There are plenty of videos on you tube on almost all the LSG cookers. I don't own one but have considered it. You will need to baby sit the offset smokers by adding a split an hour. They also make one of the nicest pellet smokers I have seen. They make a quality product and there are many members here that own one. Maybe someone can answer your question as far as taste profiles go.


----------



## MadMax281 (Jan 27, 2022)

I own the 20X36 with the non-insulated firebox. I live in SE Texas so I didn't think I would need it to be so. Colder climates maybe. I have the fire management basket and when this thing gets to temp it is a dream. It consumes 1 split every 45 minutes to an hour depending on size of split. The 20" series doesn't need tuning plates like the 24" series. The 20X36 has enough area for my cooking needs. Depends on how much you want to cook at one time. If you're doing 1 or 2 things to smoke then the 36" is plenty. I started out with the MB40 electric smoker and wanted to smoke meat without limits of size of the smoker. The flavor difference to me is so much better. Beautiful smoke rings. Just a quality made product that I can't say enough about. The wait to get it is brutal but so worth it. Pair it with the Fireboard 2 thermometer and you're set. A few pics...


----------



## Alphonse (Jan 27, 2022)

I own two LSGs.  The one in my avatar here, a 20x42 offset, and their 24 x 48 Adjustable Grill & Smoker.  I do not own an insulated cabinet.  I prefer smokers that can handle splits.  The quality of the LSG products is top shelf.  I am a trained welder and a mechanical engineer.  I studied pits to nth degree before I bought the first LSG and came to the conclusion that their fabrication skill and outcomes were as good as if not better than any.
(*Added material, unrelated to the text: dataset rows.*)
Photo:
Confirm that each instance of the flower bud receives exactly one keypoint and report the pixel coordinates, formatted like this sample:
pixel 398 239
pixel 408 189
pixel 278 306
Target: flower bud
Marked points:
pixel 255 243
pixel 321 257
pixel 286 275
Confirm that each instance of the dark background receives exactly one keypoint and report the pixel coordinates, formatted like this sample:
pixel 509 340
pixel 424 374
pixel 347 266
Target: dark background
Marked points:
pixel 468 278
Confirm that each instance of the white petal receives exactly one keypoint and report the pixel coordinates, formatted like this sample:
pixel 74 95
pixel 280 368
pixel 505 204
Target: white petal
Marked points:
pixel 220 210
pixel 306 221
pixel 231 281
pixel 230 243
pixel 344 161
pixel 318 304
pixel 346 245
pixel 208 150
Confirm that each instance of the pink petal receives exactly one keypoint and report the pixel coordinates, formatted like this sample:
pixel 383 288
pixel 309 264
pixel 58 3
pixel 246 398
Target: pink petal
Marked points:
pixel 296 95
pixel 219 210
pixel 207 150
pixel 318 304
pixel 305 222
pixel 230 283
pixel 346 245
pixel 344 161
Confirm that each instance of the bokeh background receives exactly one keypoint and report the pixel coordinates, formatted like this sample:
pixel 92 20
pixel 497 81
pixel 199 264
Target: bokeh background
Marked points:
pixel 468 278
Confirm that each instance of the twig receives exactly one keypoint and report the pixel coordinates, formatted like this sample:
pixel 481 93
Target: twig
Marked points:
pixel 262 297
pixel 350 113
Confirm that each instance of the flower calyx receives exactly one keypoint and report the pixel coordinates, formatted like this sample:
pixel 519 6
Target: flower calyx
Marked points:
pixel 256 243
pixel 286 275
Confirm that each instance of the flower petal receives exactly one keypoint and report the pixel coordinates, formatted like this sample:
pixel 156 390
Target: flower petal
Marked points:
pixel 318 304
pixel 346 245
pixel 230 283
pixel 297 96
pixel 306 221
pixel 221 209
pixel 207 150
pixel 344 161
For a dedicated charcoal burner like an insulated cabinet, I prefer a kamado.  I own a Big Joe III and a BGE.  When I want to cook on them unattended, I use a FireBoard controller with a combustion air fan.  I use a rotisserie on the Big Joe often, rib roasts, turkeys, etc.

I cook for my family and neighbors only so I do not need an enormous capacity.   So bigger is better is not my mantra.  I usually cook for a dozen people max and I do not like leftover BBQ unless it is vacuum packed asap and frozen. 

On the right day, I love poking splits into the 20 x 42 offset.   I often cook what I call a hybrid cook meaning splits for two hours and then swap to charcoal and finish the cook using the FireBoard/fan.  

Both my LSGs have fan ports as installed during their build by LSG.  BTW, there are two fan ports on the Adjustable since it has two fireboxes.  The fan ports are only for charcoal.  If you haven't looked at the Adjustable, do yourself a favor and take a look at it.  If I could only own one pit, that would be it.

I hope this helps you sort your options.  I am sure the IVS is a great smoker but just not for my stable.  We all have our own preferences and what is important is that you buy what you want to meet your needs.


----------



## ofelles (Jan 27, 2022)

I have the large insulated cabinet and swear by it.  Used with the FireBoard controller and Pit Bull fan it is close to hands free.  With wood chunks thrown in  it puts out fantastic food.  I have cooked as long as 20 hours on a 15 lb bag of charcoal with wood chunks.  As said before the build quality of the LSG is top notch.

I was looking to get one of their stick burners but I am challenged physically and use a walker.  Having to procure wood then split it and store ii and move it around was too much  for me. 

I have not regretted my decision.  No matter which way you go you will be happy with LSG.  Also the adjustable cooker would be worth looking in, I heard great things about them.


----------